If I had to make a list of the top ten thrillers of the last decade, it would include the 2006 French film Tell No One. That may sound bold, so if you can’t take my word for it, take the word of Sir Michael Caine. Actually, Master Wayne’s Cockney butler listed director Guillame Canet’s film among his all-time top ten—regardless of genre. I wouldn’t go that far, but I would say that Tell No One is easily one of the best modern movies on Netflix Instant.

michael caine

…says, “Watch this bloody film already!”

Thematically, it falls somewhere between The Fugitive and, I don’t know, The Bridges of Madison County ? I write that hesitantly because romantic movies ain’t really my area of expertise.
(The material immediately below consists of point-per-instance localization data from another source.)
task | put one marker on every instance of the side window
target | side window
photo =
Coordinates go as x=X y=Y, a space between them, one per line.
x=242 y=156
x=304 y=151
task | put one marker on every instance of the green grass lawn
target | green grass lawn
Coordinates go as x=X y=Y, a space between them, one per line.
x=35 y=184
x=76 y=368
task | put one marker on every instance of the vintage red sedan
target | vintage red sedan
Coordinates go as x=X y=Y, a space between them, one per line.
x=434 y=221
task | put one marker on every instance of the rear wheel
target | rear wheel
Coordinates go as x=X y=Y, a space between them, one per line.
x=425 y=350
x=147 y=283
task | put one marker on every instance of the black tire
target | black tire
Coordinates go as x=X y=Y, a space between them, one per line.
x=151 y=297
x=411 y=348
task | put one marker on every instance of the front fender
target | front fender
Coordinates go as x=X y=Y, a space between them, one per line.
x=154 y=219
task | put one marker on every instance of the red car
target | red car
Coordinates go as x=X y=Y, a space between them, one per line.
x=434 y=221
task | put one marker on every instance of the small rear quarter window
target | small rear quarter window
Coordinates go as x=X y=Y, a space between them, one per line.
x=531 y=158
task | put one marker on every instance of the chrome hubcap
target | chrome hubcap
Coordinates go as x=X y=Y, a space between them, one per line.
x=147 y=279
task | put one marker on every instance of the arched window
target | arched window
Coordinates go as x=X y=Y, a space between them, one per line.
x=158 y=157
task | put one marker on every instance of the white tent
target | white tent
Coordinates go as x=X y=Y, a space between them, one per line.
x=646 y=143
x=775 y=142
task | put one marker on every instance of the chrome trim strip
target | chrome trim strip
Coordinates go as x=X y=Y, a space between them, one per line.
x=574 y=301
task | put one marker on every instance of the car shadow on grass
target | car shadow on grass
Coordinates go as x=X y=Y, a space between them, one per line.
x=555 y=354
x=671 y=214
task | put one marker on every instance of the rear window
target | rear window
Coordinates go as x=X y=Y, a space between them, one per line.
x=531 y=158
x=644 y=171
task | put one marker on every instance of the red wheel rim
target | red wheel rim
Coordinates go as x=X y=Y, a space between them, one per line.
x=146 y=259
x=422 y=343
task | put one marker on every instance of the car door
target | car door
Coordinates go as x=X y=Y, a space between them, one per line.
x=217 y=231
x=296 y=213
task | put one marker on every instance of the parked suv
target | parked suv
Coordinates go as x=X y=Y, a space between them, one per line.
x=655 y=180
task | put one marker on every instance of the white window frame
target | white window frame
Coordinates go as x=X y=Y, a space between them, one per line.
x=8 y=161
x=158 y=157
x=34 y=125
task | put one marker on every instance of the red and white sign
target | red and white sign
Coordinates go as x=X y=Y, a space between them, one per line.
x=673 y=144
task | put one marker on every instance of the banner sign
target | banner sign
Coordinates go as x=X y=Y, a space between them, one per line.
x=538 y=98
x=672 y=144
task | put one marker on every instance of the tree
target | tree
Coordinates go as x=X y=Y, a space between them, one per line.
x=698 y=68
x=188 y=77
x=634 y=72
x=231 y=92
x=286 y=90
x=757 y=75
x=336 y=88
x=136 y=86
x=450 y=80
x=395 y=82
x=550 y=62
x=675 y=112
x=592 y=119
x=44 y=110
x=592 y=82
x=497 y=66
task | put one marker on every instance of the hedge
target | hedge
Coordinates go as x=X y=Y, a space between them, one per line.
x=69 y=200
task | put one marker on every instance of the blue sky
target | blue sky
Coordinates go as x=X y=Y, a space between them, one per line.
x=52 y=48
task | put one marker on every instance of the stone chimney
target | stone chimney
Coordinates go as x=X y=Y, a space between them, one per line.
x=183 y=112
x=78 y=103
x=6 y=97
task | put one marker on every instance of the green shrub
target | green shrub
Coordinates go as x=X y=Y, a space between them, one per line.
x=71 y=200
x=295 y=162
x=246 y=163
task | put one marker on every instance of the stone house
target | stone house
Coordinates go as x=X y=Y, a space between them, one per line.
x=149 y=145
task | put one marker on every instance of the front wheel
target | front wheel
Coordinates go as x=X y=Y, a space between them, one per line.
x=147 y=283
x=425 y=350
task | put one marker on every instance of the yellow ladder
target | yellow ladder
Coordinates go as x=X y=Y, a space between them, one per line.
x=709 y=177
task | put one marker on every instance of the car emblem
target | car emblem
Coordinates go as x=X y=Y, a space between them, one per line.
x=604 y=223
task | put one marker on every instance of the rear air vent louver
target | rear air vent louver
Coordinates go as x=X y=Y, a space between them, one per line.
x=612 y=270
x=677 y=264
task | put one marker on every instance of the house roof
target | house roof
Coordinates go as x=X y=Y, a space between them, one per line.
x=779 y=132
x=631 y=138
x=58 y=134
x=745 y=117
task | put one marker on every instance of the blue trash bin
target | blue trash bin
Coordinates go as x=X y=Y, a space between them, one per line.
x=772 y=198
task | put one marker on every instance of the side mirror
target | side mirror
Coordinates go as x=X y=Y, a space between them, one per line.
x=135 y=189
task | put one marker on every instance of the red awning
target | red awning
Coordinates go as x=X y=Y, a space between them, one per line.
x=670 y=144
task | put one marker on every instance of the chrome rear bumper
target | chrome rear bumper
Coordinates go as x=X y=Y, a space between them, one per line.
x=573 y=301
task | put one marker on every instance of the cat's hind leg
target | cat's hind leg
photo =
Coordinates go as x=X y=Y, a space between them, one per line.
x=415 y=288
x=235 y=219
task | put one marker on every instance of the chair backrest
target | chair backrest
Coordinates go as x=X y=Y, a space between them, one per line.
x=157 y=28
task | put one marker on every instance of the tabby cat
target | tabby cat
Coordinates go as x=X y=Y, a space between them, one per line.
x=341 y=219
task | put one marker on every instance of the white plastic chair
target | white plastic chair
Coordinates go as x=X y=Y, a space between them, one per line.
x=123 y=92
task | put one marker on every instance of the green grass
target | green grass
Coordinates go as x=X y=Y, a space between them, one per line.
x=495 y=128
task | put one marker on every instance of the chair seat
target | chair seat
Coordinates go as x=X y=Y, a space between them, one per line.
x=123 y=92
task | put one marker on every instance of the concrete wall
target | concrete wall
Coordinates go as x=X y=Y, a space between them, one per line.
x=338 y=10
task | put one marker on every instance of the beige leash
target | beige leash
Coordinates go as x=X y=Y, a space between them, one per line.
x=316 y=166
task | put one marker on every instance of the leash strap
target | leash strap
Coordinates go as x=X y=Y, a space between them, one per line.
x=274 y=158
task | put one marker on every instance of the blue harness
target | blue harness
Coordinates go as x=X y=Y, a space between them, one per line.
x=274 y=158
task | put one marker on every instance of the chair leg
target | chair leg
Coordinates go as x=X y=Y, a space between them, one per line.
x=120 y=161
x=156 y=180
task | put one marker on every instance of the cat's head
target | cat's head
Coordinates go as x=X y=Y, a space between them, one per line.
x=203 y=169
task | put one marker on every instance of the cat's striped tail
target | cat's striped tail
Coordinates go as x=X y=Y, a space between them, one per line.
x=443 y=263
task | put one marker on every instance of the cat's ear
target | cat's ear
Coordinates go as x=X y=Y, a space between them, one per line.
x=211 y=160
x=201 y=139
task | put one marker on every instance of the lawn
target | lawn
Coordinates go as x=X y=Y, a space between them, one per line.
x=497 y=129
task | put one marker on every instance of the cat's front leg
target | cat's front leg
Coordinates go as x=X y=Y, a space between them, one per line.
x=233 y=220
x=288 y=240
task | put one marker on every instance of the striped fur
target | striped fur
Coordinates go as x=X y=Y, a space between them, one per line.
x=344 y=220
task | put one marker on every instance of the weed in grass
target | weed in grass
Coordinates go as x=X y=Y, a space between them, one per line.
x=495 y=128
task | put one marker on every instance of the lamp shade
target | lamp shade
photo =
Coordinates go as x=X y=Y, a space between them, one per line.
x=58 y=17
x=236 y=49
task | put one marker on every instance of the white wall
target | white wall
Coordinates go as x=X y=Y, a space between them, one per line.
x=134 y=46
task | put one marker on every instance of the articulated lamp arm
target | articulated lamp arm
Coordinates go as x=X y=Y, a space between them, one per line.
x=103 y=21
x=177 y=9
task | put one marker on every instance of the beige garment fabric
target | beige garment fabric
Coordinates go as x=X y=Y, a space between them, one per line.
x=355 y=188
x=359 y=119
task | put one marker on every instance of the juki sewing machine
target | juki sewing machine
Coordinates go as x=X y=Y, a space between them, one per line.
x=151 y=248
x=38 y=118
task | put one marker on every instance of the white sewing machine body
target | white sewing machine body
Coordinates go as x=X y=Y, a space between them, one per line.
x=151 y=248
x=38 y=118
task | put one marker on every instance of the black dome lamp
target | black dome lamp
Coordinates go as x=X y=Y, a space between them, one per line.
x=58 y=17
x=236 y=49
My idea of a great love story story would be something along the lines of Leaving Las Vegas or Blue Valentine, movies that most normal folk would call more depressing than being locked in a closet with a mime.

blue valentine

“You have to understand, honey. This is my way of making it up to all the guys who sat through The Notebook.”

Don’t get me wrong—this movie is definitely bleak and morbid enough to fit within the not-so friendly confines of this blog series. But part of what makes it so great is that not only is it a masterful thriller, but it’s a masterful thriller that somehow pulls off a love story with enough soul to live up to Otis Redding’s version of “Your Precious Love” (as played during an opening scene).

This rarely occurs in a genre wherein love is almost always used as an ancillary tool, carelessly crapped in to appease the Hollywood formula (did you really give two shits about what happened to Jason Bourne’s girlfriend?). Here, love manifests itself in a way that only makes the quest of our protagonist more thrilling, more suspenseful. The stakes are that much higher simply because of the vicariously personal, life-altering possibilities tied to our man’s mission.

Said man is Alexandre Beck (François Cluzet, aka the French Dustin Hoffman). Beck is a doctor whose wife was murdered eight years ago as they went night-swimming in a lake they used to frequent as children, when their romance began. He’s a good man, but he’s gloomily pensive and hasn’t really moved on from his wife’s death (he visits her parents every year on the anniversary of the occasion). Out of the blue, he gets an email from a woman claiming to be his dead wife. And that’s where an exceedingly complex plot begins to take root. 

hoffman Cluzet

Hoffman (L) in Rain Main, a movie about a guy who counts toothpicks and suffers from autism. Cluzet (R) in the lesser-known Le Raine Man, a movie about a guy who counts cigarettes and suffers from B.O.

There’s not much more that can be said without divulging details of a narrative in which every intricate detail counts. What can be said is that Cluzet’s performance is remarkable, that this film has one of the best chase sequences I can think of, and that I haven’t been so smitten with anything French since I was a 12-year-old schoolboy in love with a Provençal exchange student.

Maybe that’s a good way to end, because Tell No One is about young love, everlasting love and what happens when the two are shattered. (And also what revelations can be found when you start picking up the jagged little pieces.) If you’re sick of me waxing mushy, remember that this is one of the best (and most suspenseful) thrillers you’ll ever see. And even if you don’t trust me, it’s not like you’ll turn down a sniff from My Cocaine.